Dhaka, Bangladesh (BBN)-Bangladesh’s International Crimes Tribunal (ICT) has set up a committee to gather information about the 195 Pakistani prisoners of war, who were charged as “war criminals” but finally repatriated to their country.
Chief coordinator of the ICT Investigation agency, Abdul Hannan Khan, told The Hindu that the five-member committee will collect information and related documents from across the country about the crimes committed by those Pakistani soldiers during Bangladesh’s liberation war in 1971.
Even if it is “not a formal probe” against the Pakistani “war criminals,” whom the Pakistan government had promised to try at home, the agency will start collecting all necessary documents about them in view of the growing public demand, reports The Hindu.
Relations between Pakistan and Bangladesh hit a low recently after the former denied the 1971 atrocities by its troops in Bangladesh and raised criticisms against Bangladesh’s war crimes trials.

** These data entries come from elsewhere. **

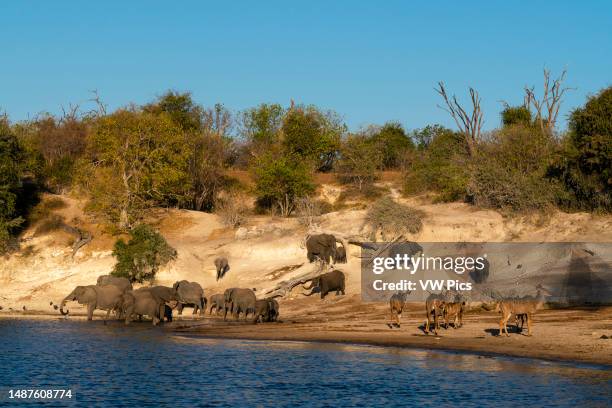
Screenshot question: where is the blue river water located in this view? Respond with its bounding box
[0,319,612,407]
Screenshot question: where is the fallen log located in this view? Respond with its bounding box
[256,260,334,298]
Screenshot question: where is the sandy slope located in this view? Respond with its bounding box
[0,191,612,360]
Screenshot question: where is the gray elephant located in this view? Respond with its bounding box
[121,290,165,326]
[303,270,346,299]
[134,286,178,320]
[223,288,257,320]
[208,293,225,315]
[215,257,229,280]
[255,298,279,322]
[96,275,133,292]
[306,234,346,264]
[255,299,270,323]
[173,280,206,316]
[60,285,123,321]
[266,298,280,322]
[334,246,346,264]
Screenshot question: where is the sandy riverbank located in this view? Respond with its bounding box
[7,296,612,367]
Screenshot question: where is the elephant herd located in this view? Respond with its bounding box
[56,234,346,325]
[59,275,279,325]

After the reconciliation talks between India and Pakistan in 1972 following the latter’s defeat in the Bangladesh war, a tripartite pact was signed in New Delhi between India, Pakistan and Bangladesh in 1974.

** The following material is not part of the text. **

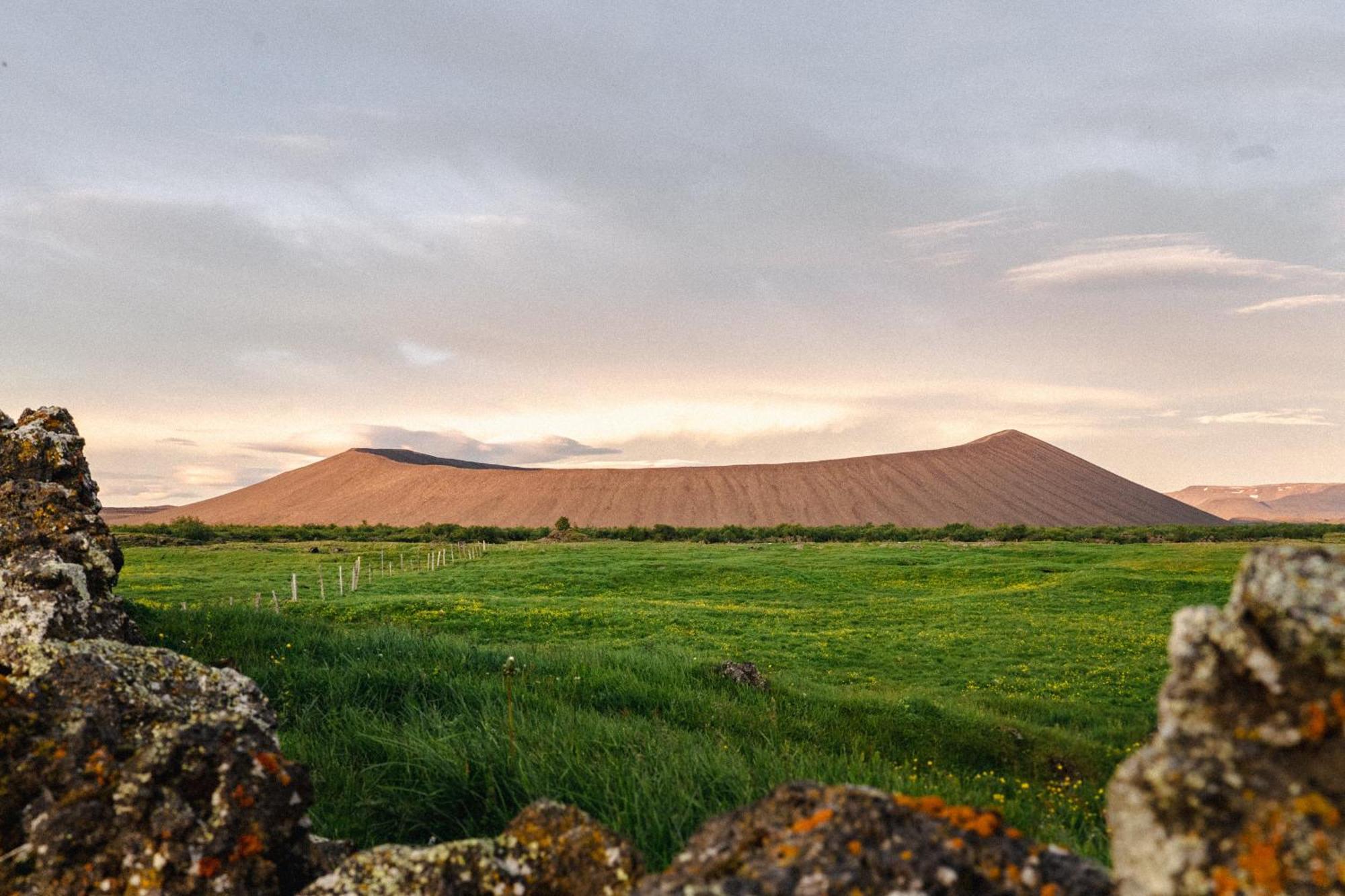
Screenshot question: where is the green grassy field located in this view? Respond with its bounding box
[118,542,1247,866]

The pact allowed the Pakistani “war Criminals”, who included Lt Gen AAK Niazi, defeated Commander-in-Chief of the Pakistan’s eastern Command and many senior commanders, to go back to their country from Indian jails.
The repatriation was also facilitated after Islamabad issued a statement in April 1973 assuring Bangladesh of putting the soldiers on trial.

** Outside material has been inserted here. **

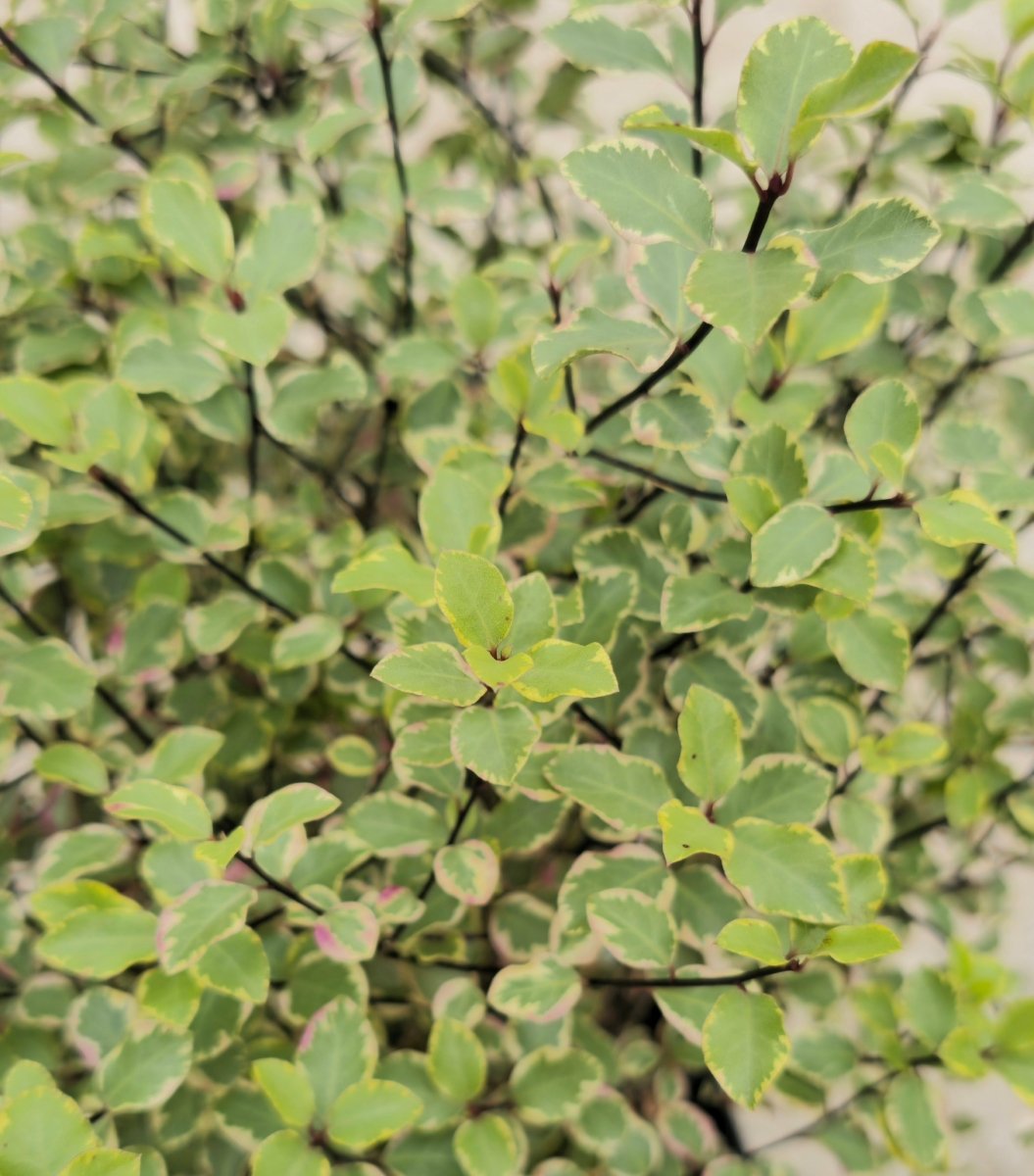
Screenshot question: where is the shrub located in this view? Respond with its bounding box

While “rejecting” Dhaka’s right to try the Pakistanis on war crimes charges, “because the alleged criminal acts were committed in a part of Pakistan by citizens of Pakistan”, the Pakistan government expressed “its readiness to constitute a judicial tribunal of such character and composition as will inspire international confidence to try the persons charged with offenses”.
However, Pakistan did not constitute any such tribunal nor did it act in accordance with the recommendations of the Justice Hamudoor Rahman Commission, constituted by Zulfikar Ali Bhutto, which suggested trials of identified Pakistani top soldiers for their atrocities in the former East Pakistan.